Other factors that could explain the rapid rise in markets is the unprecedented levels of fiscal and monetary policy introduced by governments and central banks around the world, low interest rates that have made stock markets the only game in town, and in the US the make-up of the market which have seen the giant tech firms being major beneficiaries of the current climate.
The way the markets have reacted by shooting straight up is contrary to what most people would have predicted, myself included. If you want my take, I still remain very cautious. I feel that there has been irrational exuberance in the markets as of late. I just can’t see the current rally sustaining with the bleak economic picture ahead. But then again I am cautious by nature. Or maybe I am just disappointed that I didn’t buy as much as I should have during the market meltdown in mid March.
This is why I have a monthly stock market purchase programme where I buy stocks ever month regardless of what the market is doing. If I didn’t have this programme, I would be still waiting for stocks to fall further. I would be kicking myself for not having bought stocks at their lows. This programme ensures that I stay disciplined while I invest. It helps with my natural tendency to try and time the markets.
Looking to the stock purchases I made during May, I stuck to defensive companies which have strong predictable cashflows.
- Associated British Food – Bought Bought 10 shares at £17.20 each
- AG Barr – Bough 33 shares at £4.82 each
- Euromoney Institutional Investor – Bought 20 shares at £7.30 each
- PZ Cussons – Bought 89 shares at £1.73 each
These four purchases added £24 to my annual dividend income.

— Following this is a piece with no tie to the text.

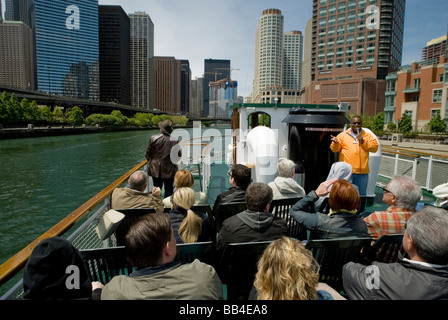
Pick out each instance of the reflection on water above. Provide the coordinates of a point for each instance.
(45, 179)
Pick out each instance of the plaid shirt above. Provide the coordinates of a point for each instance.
(387, 222)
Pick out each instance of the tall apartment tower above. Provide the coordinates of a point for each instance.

Looking ahead, companies will have to prove their adaptability over the coming weeks and months. The environment they operate in will see major levels of change from shifting consumer habits, trends and mindsets as life begins to get back to a ‘new normal’ post lockdown.
In this regard, I will be paying particular attention to Associated British Foods and its flagship brand Primark which still has no online store! Companies that have effectively digitalised their businesses have been seen as the winners so far as they were able to adapt quickly and flexibly to the lockdowns. It will be interesting to see if Primark has a change of strategy as a result of this pandemic or if it will be more of the same.
If the current economic crises has taught us anything, it is that software is eating the world. As Satya Nadella of Microsoft put it “ we have seen two years’ worth of digital transformation in two months….in a world of remote everything. There is both immediate surge demand and systemic structural changes across all of our solution areas that will define the way we live and work going forward.”
Going forward, all companies will have to become technology companies. Businesses will have to accelerate the resilience, flexibility and capacity of their technology infrastructure. If the new normal is here to stay, those that play by the rules of the old world will soon disappear.